CodeQL documentation

Migrating JavaScript Dataflow Queries

The JavaScript analysis used to have its own data flow library, which differed from the shared data flow library used by other languages. This library has now been deprecated in favor of the shared library.

This article explains how to migrate JavaScript data flow queries to use the shared data flow library, and some important differences to be aware of. Note that the article on analyzing data flow in JavaScript and TypeScript provides a general guide to the new data flow library, whereas this article aims to help with migrating existing queries from the old data flow library.

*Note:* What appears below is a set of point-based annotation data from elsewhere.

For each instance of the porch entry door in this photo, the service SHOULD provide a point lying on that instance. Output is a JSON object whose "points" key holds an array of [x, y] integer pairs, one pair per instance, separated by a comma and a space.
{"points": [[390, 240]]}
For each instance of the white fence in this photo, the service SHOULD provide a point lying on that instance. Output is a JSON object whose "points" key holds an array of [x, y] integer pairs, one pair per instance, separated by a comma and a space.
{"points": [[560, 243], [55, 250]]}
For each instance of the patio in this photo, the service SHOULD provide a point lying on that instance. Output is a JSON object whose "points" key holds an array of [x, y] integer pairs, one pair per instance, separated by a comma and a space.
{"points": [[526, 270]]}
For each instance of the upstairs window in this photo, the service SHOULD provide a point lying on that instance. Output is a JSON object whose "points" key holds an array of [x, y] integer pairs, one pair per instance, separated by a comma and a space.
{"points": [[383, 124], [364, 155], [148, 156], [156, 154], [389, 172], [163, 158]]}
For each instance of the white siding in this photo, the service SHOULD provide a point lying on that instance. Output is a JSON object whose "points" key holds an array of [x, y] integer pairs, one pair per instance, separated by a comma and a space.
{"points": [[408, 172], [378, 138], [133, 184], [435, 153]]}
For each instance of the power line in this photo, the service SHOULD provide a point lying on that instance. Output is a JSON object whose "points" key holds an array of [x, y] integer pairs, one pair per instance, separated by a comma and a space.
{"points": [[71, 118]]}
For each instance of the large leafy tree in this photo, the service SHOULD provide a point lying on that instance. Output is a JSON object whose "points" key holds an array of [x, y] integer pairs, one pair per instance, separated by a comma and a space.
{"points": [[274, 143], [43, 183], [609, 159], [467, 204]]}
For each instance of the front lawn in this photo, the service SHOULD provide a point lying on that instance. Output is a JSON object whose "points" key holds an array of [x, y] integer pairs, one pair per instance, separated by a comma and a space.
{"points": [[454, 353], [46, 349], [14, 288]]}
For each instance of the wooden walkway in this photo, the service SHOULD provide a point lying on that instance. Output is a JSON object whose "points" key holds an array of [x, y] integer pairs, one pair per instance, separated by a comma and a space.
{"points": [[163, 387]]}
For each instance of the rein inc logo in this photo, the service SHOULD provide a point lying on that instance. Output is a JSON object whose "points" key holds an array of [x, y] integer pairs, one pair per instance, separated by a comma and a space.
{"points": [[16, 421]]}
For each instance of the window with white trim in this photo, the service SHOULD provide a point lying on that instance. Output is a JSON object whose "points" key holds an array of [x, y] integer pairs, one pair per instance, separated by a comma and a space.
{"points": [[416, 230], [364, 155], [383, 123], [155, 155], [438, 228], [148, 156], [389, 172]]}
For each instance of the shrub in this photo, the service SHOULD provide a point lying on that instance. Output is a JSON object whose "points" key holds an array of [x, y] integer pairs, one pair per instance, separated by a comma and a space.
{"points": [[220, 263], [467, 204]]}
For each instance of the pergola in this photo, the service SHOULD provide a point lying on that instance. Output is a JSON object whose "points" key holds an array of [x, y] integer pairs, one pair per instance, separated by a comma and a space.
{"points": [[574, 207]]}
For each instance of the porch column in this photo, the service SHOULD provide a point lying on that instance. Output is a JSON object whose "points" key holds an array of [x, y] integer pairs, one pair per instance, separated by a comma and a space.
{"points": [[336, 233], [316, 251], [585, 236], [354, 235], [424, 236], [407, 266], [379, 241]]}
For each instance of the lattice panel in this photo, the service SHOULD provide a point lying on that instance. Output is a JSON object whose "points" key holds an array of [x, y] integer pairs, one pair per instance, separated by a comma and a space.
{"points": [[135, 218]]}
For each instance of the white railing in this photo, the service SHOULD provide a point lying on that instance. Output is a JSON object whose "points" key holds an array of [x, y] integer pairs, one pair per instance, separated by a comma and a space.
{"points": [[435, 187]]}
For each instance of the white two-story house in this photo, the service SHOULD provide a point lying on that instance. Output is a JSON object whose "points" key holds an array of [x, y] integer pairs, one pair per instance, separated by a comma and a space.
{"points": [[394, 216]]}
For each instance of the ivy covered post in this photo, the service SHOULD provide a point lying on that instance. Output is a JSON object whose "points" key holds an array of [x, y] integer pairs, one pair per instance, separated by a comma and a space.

Note that the DataFlow::Configuration class is still backed by the original data flow library, but has been marked as deprecated. This means data flow queries using this class will continue to work, albeit with deprecation warnings, until the 1-year deprecation period expires in early 2026. It is recommended that all custom queries are migrated before this time, to ensure they continue to work in the future.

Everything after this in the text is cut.